Irrational Behavior and Economic Theory
Irrational Behavior and Economic Theory (DOI: https://doi.org/10.1086/258584) written by Gary Becker in 1962. It was published in Journal of Political Economy (vol. 70, no. 1).
Conventional demand theory is based on the microeconomic behavioral model, with well ordered preferences and utility maximization, and the budget constraint. The author formulates an alternative theory based almost exclusively on the constraint, although the theory is relatively macroeconomic. A household cannot spend beyond its means indefinitely (i.e., this is a 'long run' economic model). Rather than assume a particular behavioral profile ("decision rule"), allow all profiles.
- Any profile where consumption is correlated with availability will result in a negatively sloped demand curve.

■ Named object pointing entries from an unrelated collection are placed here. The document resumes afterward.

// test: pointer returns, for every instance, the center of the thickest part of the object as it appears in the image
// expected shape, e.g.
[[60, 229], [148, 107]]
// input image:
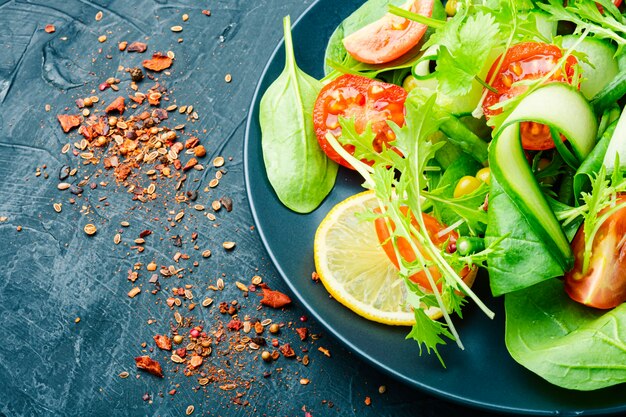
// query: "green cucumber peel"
[[510, 167]]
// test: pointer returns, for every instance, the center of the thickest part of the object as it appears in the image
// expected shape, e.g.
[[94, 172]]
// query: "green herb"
[[464, 44], [405, 191], [297, 168]]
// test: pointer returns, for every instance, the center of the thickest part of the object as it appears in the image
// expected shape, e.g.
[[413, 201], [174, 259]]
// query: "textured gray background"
[[52, 273]]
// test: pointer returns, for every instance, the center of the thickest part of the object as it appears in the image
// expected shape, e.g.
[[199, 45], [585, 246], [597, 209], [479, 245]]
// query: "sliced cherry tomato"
[[604, 284], [364, 99], [389, 37], [526, 61], [434, 229]]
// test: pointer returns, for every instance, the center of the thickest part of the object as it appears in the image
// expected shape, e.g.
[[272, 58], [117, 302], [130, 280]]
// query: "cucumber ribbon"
[[563, 109]]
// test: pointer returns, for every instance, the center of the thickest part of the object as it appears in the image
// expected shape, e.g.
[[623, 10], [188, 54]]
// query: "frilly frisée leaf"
[[296, 166]]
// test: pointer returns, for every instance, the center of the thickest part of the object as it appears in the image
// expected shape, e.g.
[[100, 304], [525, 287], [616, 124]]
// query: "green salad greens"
[[491, 133]]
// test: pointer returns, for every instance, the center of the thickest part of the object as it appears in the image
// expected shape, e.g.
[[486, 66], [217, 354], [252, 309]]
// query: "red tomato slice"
[[389, 37], [604, 284], [526, 61], [434, 228], [365, 100]]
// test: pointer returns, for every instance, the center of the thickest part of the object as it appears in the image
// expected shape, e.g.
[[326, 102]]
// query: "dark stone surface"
[[53, 273]]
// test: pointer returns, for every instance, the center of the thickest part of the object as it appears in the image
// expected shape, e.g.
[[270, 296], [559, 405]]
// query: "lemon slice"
[[354, 268]]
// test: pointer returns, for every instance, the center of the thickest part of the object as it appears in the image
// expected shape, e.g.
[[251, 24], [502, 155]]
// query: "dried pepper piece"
[[137, 47], [159, 62], [117, 105], [69, 121], [274, 299], [163, 342], [303, 332], [149, 365]]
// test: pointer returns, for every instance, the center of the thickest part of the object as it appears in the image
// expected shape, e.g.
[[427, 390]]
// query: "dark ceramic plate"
[[484, 374]]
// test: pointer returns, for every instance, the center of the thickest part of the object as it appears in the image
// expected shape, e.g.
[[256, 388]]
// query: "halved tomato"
[[434, 228], [389, 37], [364, 99], [603, 285], [526, 61]]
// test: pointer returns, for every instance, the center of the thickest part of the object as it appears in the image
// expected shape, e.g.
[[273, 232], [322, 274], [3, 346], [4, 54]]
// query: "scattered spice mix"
[[129, 137]]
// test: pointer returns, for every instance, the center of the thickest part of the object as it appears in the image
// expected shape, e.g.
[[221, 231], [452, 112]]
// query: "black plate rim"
[[335, 333]]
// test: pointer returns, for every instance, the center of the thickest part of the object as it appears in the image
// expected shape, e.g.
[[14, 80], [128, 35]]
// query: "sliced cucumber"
[[562, 108], [601, 67]]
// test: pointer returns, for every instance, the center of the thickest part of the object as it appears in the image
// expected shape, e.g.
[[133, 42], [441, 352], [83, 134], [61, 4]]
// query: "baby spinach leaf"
[[566, 343], [524, 259], [296, 166]]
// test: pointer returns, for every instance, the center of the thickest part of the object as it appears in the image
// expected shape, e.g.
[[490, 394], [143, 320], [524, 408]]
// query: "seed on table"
[[218, 161], [90, 229], [132, 293], [64, 171]]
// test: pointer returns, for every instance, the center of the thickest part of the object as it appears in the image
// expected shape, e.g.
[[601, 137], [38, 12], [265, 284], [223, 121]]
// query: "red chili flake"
[[137, 47], [190, 164], [122, 172], [234, 325], [149, 365], [116, 105], [303, 332], [68, 121], [274, 299], [195, 361], [287, 351], [163, 342], [159, 62]]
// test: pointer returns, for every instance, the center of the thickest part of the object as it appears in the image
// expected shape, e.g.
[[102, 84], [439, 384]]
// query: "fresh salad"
[[489, 134]]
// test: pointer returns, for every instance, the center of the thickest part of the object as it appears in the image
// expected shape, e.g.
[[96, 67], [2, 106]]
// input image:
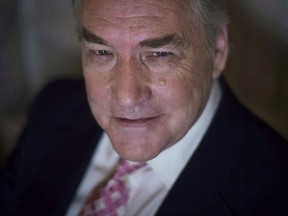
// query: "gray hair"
[[211, 14]]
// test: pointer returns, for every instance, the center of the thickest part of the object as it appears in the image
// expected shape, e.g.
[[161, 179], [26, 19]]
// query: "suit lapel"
[[217, 165]]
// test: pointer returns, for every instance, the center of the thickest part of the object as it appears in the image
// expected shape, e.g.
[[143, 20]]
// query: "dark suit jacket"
[[238, 169]]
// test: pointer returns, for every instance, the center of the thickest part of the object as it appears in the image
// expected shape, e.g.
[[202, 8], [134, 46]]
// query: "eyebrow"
[[171, 39], [90, 37]]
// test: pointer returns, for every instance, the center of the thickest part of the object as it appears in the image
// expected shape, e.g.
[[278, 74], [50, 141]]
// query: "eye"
[[101, 52], [161, 54]]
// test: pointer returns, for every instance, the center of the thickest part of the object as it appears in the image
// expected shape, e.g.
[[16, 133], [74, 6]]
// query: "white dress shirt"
[[149, 186]]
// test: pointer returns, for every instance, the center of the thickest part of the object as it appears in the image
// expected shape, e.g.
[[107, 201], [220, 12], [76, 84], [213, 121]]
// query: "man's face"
[[147, 72]]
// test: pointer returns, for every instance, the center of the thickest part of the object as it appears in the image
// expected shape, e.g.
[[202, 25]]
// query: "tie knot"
[[126, 168]]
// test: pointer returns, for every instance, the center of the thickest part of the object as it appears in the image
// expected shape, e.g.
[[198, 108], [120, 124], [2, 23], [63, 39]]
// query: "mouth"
[[143, 122]]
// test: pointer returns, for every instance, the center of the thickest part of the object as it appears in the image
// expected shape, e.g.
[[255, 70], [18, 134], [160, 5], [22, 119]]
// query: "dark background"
[[38, 44]]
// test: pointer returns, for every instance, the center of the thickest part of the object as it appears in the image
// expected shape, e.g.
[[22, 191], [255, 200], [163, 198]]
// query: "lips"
[[143, 122]]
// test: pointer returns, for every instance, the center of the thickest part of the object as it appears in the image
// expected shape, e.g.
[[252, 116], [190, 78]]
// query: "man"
[[151, 71]]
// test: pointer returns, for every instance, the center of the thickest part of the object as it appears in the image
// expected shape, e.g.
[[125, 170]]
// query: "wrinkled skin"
[[147, 71]]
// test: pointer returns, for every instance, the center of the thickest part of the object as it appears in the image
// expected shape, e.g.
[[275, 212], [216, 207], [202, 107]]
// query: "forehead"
[[136, 16]]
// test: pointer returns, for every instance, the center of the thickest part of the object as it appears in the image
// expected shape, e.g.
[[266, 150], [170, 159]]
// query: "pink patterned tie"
[[113, 198]]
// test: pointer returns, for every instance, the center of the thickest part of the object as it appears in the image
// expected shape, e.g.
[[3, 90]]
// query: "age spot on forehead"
[[162, 81]]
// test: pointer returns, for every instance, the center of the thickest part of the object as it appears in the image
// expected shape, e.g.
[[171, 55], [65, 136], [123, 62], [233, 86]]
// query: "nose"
[[131, 84]]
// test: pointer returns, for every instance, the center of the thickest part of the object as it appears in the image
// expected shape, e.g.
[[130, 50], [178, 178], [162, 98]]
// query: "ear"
[[220, 52]]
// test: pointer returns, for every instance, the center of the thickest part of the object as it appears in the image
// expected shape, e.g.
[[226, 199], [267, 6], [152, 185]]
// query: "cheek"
[[97, 93]]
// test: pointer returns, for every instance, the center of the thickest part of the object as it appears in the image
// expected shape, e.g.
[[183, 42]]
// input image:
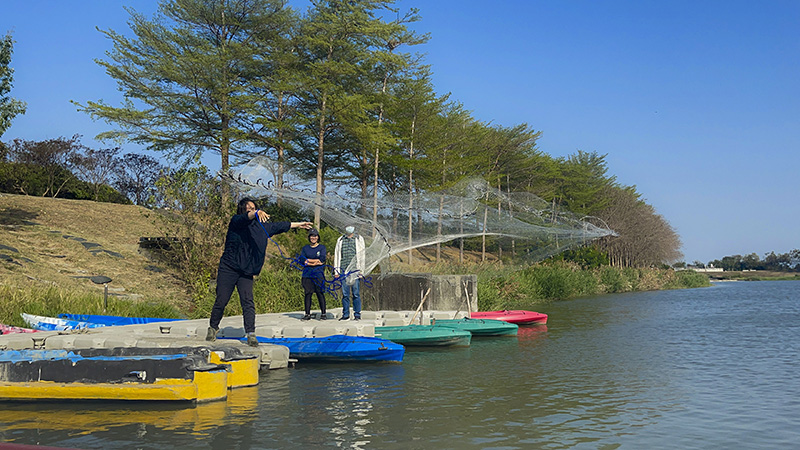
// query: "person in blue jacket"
[[242, 259], [312, 256]]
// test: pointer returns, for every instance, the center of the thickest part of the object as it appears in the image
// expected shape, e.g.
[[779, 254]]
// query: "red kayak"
[[518, 317]]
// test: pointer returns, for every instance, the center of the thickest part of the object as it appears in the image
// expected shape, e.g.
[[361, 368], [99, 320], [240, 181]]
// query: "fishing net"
[[523, 224]]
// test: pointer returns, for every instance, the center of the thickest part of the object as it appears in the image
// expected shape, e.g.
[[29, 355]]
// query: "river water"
[[687, 369]]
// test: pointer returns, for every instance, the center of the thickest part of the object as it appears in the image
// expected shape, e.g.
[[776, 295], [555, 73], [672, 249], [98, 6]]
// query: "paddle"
[[422, 302]]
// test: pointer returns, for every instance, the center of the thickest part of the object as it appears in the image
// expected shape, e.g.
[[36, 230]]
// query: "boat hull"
[[113, 320], [66, 375], [339, 348], [518, 317], [480, 327], [425, 336], [10, 329], [43, 323]]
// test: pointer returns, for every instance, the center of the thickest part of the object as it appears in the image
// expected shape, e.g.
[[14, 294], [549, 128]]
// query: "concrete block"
[[298, 331], [269, 331]]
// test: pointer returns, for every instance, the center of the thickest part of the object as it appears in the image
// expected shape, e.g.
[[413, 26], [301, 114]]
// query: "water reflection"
[[530, 332], [333, 404]]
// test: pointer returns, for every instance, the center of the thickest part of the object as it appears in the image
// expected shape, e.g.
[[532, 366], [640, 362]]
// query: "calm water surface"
[[700, 368]]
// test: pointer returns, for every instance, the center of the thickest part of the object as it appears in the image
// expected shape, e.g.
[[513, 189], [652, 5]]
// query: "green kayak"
[[480, 327], [424, 335]]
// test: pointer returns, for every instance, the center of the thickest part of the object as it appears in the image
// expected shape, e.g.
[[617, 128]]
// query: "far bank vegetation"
[[340, 93]]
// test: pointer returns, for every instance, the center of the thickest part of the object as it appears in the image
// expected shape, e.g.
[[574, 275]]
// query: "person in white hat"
[[349, 248]]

- Truly random profiles will also average out to a negatively sloped demand curve.
- "And what is simply more probable for a particular household becomes a certainty for a large number of independent ones."
- An "inertia" profile may not react to expansions of the constraint, but will to binding contractions. The probability that a contraction is binding is correlated with availability. Therefore, averaging out, this profile sees consumption correlated with availability.
Conventional supply theory is based almost exclusively on profit maximization. The author formulates an alternative theory again using the budget constraint. A firm similarly must at least break even to run indefinitely.
- A competitive firm, i.e. a firm that composes a small part of overall supply, faces a constant price. Their production possibilities include every level of production where average production cost is at or below that price.
- A profit maximizing firm sets production such that marginal costs equal price.
- Any profile where production is correlated with price will result in a positively sloped supply curve.
- Truly random profiles will select some production level within the production possibilities set, which is determined by price. These will average out to a positively sloped supply curve.
- A monopolistic firm faces a more complex production possibilities set; they can clear more units by reducing the market price.
- It is generally theorized that profit maximizing firms reduce production in such a scenario.
- As the price schedule shifts from competitive (constant) to noncompetitive (negatively sloped), the production possibilities set shifts such that the average production level is reduced. As such, a truly random profile replicates the theorized behavior.
In summary, the assumptions of well ordered preferences and maximization can be released, as long as you operate in the long-run or macroeconomic modeling space.
Reading Notes
Shalizi remarks that this model explains behavior equivalently to the conventional microeconomic model, and with fewer assumptions. The more parsimonious model should be retained.